前半の最終ホールでボギー、後半の最終ホールでもボギー。この日の2ボギーは9、18番ホールだった。それでも好スコアをマークしたのは坂本隆一(23)だ。4バーディー・2ボギーの69は2位タイの好発進をもたらした。
「朝から風が吹き荒れ、練習グリーンではグリーンが前日よりも速くなっていることに驚きました。ですから、今日はスコアをまとめるのに苦労するだろうと予想はしていました」と坂本は振り返る。アウトコースからスタートし、4番ホールまでパーセーブをしぶとく続ける。5番パー5ホールでスコアが動く。距離10メートルのバーディーパットは、カップインの心地よい音を奏でた。6番パー4ホールでは距離5メートルを沈めて連続バーディー奪取する。迎えた7番パー4ホール。ロフト52度で放った2打目は「決して良い当たりではありませんでしたけど、結果オーライ。OKパットの距離に着きました」と坂本は頬を緩めた。3連続バーディーによる「スコア貯金」で気持ちにも余裕が生まれた。9ホール最後の締めでのボギーが痛いようにも思える。だが坂本は淡々と答えた。「難しいコースコンディションでしたから、二つはボギーを打つだろうと覚悟していました。ですから、悔しさは多少あったものの、いつまでも後悔するようなことでもありませんでした」。

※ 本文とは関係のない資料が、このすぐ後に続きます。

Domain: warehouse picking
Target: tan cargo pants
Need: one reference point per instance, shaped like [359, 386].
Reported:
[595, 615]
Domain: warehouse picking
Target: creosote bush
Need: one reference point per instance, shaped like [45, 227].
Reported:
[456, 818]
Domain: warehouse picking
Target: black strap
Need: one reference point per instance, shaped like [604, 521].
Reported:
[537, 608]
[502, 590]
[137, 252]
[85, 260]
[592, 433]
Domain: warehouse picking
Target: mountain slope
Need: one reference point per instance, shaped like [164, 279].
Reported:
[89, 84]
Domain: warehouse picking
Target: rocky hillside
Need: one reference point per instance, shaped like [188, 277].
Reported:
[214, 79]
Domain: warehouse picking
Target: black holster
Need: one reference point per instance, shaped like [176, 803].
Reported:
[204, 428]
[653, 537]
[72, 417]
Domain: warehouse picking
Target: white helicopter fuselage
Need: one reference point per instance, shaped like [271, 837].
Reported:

PGAプロテスト受験が2回目の坂本は、昨年の最終プロテストで悔しさを味わった。合格にあと一、二打というレベルではなく、コースにコテンパンに打ちのめされたようなスコアでの不合格を喫したことで、悔しさだけを持ち帰った。「あの悔しさはゴルフ人生で最大でした。屈辱を晴らしたい一心の一年でした」。
前回とは違って成長した自分を感じながらのラウンド。「落ち着いてプレーできています。食事だっていつもどおりですし、ラウンド中はお腹が空くだろうとシリアルバー3本、バナナチップス、袋入りのアーモンドをキャディーバッグに入れておきましたが、18ホールでほとんど食べつくしました(苦笑)」。今回の目標は合格にとどまらず、10位以内に入ってJGTOツアーのセカンドQT出場資格を得ることだという。
「目標達成のために、今日と同じように一打に集中していくだけです」。坂本は無欲のプレーを続けて行く。残り54ホール後には目標達成を信じて--。